If I found the correct docs https://docs.nvidia.com/deeplearning/cudnn/frontend/latest/o... NVFP4 means 16 4-bit floating-point values (1 sign bit, 2 for the exponent, 1 for the mantissa) each have one shared 8-bit floating point scaling factor (1 sign bit, 4 exponent, 3 mantissa), so strictly speaking it's 4.5 bits per value.
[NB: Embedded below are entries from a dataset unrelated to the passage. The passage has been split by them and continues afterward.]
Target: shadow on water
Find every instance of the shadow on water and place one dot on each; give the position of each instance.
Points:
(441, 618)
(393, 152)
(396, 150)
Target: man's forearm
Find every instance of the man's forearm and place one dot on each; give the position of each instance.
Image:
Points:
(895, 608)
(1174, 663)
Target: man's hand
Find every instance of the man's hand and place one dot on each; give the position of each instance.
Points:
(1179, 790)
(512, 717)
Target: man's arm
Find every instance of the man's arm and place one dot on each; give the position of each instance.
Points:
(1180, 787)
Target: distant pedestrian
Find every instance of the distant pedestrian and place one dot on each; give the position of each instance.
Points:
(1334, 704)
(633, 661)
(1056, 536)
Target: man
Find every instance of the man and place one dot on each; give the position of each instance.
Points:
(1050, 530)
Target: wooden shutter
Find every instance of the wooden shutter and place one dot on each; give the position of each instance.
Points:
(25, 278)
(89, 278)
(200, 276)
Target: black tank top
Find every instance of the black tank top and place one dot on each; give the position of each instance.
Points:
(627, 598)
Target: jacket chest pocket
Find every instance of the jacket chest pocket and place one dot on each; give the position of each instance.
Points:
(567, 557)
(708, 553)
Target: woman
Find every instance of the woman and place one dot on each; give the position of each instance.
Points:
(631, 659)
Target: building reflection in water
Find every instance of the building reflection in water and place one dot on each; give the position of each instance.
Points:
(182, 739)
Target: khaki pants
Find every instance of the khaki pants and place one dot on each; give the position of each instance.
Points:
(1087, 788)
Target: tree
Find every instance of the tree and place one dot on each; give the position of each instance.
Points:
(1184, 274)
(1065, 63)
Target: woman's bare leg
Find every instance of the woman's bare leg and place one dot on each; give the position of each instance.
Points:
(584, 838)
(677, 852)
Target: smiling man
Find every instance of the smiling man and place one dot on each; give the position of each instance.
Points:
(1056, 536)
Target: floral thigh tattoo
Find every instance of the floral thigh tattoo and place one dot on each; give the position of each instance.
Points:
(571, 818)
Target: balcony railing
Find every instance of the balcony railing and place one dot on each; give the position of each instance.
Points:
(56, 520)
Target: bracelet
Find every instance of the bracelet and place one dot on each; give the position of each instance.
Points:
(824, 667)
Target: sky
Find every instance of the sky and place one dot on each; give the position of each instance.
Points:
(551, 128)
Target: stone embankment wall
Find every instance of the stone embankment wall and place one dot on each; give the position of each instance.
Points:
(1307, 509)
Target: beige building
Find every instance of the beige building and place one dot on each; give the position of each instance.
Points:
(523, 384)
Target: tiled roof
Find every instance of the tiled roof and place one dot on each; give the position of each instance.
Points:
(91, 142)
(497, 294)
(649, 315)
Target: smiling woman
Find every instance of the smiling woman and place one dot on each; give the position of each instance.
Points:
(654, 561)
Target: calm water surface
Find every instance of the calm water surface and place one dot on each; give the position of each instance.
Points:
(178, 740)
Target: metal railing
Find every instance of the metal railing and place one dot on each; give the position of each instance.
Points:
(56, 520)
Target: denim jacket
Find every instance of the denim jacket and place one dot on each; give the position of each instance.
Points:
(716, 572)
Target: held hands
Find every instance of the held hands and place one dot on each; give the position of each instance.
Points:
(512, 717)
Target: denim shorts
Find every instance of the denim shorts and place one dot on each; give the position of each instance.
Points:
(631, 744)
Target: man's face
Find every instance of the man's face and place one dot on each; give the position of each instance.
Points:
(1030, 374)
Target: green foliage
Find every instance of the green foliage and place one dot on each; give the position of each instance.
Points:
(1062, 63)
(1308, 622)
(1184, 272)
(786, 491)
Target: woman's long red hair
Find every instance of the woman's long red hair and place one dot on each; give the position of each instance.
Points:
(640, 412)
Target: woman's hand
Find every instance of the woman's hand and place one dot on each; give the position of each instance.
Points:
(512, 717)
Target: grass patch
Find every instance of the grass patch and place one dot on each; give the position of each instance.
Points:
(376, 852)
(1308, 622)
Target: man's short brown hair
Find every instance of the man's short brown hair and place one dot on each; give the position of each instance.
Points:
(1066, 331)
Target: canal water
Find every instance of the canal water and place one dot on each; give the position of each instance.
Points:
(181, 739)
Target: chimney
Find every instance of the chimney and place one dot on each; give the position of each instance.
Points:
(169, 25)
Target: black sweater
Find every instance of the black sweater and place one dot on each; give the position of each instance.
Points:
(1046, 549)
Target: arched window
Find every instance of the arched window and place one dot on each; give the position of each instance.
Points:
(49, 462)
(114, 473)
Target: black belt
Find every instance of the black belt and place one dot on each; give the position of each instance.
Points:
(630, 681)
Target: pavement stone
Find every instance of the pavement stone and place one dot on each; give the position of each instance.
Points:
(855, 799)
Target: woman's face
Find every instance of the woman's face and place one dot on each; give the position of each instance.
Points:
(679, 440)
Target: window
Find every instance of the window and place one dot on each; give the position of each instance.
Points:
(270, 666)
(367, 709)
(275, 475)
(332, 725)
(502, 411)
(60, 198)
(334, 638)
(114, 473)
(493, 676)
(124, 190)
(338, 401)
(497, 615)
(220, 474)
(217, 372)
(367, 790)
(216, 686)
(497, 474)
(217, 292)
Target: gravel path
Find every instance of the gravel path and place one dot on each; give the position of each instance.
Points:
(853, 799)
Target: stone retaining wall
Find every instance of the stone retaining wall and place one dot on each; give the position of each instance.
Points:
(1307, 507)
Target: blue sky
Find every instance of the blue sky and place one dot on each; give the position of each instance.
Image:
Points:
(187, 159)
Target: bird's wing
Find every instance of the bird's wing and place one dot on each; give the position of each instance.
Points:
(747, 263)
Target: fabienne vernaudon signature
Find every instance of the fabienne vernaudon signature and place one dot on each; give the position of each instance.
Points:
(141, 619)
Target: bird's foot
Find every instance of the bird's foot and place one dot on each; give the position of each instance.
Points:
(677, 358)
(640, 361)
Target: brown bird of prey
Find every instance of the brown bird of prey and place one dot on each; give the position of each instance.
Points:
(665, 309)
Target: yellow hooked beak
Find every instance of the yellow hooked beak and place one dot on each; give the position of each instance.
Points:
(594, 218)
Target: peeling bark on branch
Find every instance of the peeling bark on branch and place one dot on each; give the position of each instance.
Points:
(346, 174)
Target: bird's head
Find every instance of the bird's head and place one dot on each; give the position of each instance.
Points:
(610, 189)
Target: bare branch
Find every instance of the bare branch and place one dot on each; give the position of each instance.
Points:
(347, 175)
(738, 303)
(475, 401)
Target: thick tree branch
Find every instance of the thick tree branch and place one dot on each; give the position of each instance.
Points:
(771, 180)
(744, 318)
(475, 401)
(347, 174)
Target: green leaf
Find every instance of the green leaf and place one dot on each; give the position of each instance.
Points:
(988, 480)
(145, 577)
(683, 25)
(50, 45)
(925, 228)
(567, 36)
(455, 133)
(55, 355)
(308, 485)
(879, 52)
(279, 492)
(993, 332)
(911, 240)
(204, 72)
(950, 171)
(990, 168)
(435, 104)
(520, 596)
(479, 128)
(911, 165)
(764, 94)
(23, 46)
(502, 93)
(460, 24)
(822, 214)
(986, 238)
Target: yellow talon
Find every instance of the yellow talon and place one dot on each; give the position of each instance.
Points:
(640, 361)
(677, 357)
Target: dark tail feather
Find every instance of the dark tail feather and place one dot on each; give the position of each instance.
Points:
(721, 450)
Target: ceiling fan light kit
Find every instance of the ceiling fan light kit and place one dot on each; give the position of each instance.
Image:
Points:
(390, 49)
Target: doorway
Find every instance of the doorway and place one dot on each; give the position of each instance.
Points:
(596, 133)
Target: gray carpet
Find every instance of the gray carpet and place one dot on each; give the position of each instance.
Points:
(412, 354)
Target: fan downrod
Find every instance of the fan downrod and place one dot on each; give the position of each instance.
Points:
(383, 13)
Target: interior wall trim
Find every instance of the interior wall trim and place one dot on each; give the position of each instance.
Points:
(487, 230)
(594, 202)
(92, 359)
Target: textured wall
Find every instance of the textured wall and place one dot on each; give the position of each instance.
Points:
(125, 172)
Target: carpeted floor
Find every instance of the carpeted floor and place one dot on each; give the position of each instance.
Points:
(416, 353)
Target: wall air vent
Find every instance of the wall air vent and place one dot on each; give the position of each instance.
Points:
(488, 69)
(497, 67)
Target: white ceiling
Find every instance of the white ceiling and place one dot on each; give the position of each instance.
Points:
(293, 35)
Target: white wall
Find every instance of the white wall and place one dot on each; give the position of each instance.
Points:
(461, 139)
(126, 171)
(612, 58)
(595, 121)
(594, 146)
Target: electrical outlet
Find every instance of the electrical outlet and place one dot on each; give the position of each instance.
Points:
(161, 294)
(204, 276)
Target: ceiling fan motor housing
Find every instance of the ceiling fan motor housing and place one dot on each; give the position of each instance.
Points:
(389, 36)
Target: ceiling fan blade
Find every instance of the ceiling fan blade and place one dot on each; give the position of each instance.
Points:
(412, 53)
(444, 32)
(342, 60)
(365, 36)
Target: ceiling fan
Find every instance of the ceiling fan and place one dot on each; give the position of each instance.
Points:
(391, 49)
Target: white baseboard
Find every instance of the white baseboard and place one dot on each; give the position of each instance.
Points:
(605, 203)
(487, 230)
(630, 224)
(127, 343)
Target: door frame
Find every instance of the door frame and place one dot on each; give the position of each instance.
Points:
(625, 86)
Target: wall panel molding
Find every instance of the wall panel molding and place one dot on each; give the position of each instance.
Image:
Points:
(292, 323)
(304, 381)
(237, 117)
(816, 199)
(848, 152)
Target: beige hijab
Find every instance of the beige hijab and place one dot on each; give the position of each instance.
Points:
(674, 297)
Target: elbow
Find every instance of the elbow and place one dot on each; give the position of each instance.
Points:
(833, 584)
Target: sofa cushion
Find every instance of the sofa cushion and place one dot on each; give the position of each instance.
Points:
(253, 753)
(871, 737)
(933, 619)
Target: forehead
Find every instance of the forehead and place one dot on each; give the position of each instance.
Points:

This grouped scaling immediately makes me wonder whether the quantization error could be reduced even more by permuting the matrix so values of similar magnitude are quantized together.
- lmxyy11 hours ago
  I think so. There are already some techniques called rotation, which have similar effects. But it will incur additional overheads in diffusion models.
  yorwba10 hours ago
  Permuting entire columns at once should have zero overhead as long as you permute the rows of the next matrix to match. But as each entry of a column participates in a different scaling group, I guess swapping two columns will reduce quantization error for some while increasing it for others, making it unlikely to get a significant overall improvement in this way.
lmxyy15 hours ago
FLUX-schnell is only 800ms on RTX 5090.
beebaween15 hours ago
This is amazing
curtisszmania13 hours ago
[dead]
42lux9 hours ago
Now release the LoRa conversion code you promised months ago…